The International System of Units (SI) is the world’s measurement system. A key part of the SI is the SI prefixes, which are used together with units when measurements get very big or very small, to ensure the results expressed remain easy to understand.

This presentation relates the history and development of the SI prefixes and describes the story behind the recent addition to the range of SI prefixes in November 2022 – which added quetta, ronna, ronto and quecto – principally to meet the future requirements of data science and increased digitalisation.

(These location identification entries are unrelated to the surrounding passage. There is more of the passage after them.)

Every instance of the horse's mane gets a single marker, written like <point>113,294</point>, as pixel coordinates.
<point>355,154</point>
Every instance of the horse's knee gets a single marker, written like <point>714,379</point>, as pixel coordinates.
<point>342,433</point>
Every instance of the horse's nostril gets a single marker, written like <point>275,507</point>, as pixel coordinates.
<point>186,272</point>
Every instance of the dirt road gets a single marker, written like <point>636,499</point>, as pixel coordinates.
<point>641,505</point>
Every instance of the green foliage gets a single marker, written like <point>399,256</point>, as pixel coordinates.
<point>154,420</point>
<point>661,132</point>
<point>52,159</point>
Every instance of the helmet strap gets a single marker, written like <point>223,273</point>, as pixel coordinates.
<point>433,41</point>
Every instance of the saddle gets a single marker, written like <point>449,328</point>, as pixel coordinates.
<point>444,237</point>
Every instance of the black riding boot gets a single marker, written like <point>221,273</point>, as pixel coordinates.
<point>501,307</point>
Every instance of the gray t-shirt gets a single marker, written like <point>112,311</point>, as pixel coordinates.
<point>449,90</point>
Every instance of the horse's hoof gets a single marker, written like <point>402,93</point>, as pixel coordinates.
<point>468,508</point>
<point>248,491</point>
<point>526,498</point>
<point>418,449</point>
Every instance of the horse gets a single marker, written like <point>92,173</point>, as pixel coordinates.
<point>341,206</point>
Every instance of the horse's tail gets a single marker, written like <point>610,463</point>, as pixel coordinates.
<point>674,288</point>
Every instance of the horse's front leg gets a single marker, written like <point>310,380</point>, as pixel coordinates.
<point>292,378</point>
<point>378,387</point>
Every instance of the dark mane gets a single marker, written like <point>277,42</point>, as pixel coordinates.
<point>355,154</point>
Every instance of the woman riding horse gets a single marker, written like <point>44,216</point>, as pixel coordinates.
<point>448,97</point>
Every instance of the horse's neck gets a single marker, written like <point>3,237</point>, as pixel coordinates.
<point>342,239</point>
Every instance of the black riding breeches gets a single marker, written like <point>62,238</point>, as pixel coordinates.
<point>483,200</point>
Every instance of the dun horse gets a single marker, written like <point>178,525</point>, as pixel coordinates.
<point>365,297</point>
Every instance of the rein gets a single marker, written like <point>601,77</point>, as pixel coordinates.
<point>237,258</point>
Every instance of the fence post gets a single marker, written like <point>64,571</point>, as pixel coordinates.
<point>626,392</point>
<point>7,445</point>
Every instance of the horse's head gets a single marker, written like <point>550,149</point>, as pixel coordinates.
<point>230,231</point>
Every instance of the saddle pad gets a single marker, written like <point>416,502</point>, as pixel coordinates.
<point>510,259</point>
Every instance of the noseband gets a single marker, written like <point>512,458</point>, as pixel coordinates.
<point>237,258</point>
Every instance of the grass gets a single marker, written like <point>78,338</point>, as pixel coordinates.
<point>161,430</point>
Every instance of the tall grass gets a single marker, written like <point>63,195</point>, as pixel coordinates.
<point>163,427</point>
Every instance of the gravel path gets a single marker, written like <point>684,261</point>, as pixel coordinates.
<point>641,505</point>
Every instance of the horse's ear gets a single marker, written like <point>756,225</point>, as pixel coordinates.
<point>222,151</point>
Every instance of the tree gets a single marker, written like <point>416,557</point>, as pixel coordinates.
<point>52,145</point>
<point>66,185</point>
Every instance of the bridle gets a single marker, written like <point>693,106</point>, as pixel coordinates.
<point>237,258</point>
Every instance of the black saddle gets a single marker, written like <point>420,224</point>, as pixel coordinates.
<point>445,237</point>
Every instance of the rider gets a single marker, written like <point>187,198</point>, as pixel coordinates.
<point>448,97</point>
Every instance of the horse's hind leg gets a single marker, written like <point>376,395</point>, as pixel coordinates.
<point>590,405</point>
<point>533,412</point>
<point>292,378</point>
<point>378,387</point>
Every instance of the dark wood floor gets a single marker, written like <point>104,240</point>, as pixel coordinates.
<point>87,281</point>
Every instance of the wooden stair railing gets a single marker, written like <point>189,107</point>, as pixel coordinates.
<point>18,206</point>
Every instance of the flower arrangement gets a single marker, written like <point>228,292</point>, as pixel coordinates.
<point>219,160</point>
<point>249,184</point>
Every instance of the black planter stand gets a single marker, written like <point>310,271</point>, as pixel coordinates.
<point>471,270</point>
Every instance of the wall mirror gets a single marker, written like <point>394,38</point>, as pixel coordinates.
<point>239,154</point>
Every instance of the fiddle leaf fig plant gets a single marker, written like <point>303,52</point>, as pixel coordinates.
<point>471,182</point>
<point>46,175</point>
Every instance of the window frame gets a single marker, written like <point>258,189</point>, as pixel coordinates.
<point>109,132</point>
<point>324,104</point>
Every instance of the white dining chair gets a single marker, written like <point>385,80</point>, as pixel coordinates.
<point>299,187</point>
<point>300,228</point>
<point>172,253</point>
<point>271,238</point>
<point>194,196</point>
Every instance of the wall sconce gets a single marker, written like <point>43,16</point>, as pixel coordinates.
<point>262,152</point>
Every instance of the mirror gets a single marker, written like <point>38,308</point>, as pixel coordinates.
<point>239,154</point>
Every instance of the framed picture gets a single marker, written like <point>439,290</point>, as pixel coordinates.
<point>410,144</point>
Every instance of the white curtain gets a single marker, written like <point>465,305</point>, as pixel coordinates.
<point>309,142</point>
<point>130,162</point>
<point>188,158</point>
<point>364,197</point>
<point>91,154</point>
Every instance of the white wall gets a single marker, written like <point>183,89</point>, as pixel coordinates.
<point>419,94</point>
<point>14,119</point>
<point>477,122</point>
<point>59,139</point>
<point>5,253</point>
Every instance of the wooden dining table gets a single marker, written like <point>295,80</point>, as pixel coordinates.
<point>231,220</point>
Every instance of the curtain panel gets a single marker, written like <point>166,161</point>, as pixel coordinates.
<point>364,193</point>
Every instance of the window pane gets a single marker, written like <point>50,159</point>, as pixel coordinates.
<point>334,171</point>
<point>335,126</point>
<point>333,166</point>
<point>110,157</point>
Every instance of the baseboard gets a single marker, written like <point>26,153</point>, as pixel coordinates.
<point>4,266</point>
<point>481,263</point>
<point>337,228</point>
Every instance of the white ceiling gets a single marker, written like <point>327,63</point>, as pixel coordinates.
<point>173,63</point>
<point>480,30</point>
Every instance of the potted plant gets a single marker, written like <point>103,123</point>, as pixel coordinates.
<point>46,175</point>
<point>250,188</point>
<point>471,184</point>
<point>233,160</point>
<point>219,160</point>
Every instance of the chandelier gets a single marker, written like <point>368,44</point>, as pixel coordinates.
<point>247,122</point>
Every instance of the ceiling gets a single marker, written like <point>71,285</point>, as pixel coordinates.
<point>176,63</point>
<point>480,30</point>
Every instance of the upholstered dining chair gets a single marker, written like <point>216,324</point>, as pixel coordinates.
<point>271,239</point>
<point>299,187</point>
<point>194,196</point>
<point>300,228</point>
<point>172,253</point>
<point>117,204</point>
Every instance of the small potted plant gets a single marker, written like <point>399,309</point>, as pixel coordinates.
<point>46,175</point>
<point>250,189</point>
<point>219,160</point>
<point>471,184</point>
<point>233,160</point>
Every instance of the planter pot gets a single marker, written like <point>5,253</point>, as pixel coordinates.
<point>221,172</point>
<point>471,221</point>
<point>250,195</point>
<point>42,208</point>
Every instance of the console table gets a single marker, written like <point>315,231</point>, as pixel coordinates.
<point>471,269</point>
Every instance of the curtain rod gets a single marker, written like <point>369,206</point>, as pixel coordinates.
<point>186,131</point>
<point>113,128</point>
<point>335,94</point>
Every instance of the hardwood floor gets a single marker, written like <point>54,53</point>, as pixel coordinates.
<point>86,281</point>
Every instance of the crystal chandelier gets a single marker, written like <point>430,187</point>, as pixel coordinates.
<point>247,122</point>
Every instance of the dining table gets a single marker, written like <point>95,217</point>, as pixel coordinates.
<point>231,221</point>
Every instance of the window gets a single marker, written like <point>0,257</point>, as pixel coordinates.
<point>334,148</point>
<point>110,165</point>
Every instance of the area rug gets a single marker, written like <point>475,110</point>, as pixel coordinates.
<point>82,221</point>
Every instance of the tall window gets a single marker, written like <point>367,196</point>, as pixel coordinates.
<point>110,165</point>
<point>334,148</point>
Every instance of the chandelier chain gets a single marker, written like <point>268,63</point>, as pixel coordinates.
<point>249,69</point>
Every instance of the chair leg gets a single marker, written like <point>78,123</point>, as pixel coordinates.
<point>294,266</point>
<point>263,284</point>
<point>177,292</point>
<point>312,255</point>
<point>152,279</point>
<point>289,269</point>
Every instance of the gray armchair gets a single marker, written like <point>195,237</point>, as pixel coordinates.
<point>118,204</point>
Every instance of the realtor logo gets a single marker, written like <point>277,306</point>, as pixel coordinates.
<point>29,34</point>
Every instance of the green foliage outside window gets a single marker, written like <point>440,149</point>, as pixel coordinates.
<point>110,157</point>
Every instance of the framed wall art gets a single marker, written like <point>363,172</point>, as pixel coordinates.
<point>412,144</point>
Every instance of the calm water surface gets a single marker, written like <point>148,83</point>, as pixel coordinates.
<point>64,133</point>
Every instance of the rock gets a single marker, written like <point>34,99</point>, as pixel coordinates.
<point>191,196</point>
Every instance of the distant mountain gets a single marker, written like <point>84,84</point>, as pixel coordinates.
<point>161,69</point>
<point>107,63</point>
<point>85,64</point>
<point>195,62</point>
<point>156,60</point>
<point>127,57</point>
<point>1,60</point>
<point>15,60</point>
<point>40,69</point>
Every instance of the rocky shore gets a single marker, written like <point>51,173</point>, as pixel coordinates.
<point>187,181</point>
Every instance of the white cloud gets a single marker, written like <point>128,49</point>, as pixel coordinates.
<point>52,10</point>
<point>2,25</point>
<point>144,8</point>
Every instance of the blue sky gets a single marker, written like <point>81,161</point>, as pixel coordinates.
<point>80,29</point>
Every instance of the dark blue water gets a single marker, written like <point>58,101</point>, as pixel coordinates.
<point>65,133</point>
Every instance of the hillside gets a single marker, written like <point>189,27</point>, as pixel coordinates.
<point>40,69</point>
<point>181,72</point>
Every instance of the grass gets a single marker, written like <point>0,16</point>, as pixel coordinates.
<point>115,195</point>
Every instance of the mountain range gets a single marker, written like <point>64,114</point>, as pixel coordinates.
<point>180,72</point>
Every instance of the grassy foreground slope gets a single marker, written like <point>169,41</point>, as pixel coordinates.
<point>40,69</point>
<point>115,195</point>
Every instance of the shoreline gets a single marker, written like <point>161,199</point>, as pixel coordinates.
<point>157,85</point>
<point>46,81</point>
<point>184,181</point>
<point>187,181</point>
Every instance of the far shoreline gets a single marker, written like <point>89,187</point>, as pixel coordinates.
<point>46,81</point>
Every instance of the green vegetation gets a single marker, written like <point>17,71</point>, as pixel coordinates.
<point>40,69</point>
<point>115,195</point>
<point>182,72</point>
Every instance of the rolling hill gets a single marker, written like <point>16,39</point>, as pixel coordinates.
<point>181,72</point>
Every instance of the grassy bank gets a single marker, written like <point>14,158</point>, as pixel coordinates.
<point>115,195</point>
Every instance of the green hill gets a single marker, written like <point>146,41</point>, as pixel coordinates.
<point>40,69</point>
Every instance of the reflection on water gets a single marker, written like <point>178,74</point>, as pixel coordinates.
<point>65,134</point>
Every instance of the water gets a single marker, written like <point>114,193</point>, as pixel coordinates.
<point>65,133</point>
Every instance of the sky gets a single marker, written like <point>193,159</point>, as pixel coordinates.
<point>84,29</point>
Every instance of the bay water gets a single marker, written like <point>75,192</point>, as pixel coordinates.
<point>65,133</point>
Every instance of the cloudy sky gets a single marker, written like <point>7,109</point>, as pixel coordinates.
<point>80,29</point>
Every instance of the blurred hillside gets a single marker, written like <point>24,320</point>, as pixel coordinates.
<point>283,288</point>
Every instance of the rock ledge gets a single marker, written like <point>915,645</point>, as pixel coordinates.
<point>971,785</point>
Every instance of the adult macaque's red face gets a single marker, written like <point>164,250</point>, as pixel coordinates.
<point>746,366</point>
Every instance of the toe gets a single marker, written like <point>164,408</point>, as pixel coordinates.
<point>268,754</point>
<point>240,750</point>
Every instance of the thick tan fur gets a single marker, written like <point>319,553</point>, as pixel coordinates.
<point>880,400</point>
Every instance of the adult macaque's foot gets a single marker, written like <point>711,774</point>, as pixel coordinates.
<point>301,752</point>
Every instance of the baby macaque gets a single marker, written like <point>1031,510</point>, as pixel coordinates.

The Digital NMI: Metrology for Confidence in Big Data by Louise Wright

12.45 - 1.30pm

Louise Wright has worked at the National Physical Laboratory since 1999. She is NPL’s Head of Digital Metrology, with responsibility for championing digital approaches across the scientific areas in the laboratory and enabling technical knowledge of digitalisation processes to be shared between different areas of measurement.

Talk synopsis

The increase in both size and number of digital data sets brings opportunities and challenges, as well as new prefixes. The ability to share scientific data across multiple technical areas will accelerate development of solutions to many of the world’s problems, and the analysis and use of extremely large data sets is already generating new scientific discoveries in areas such as protein folding. But as measurement scientists know, trustworthy use of data requires a traceability chain back to national standards and an uncertainty associated with the measured value.

This talk will discuss some of the work we are doing at the National Physical Laboratory to develop methods and tools to ensure that as we move towards the quettabyte, the benefits that metrology brings can continue to deliver confidence in data.

An opportunity to ask questions will follow each talk.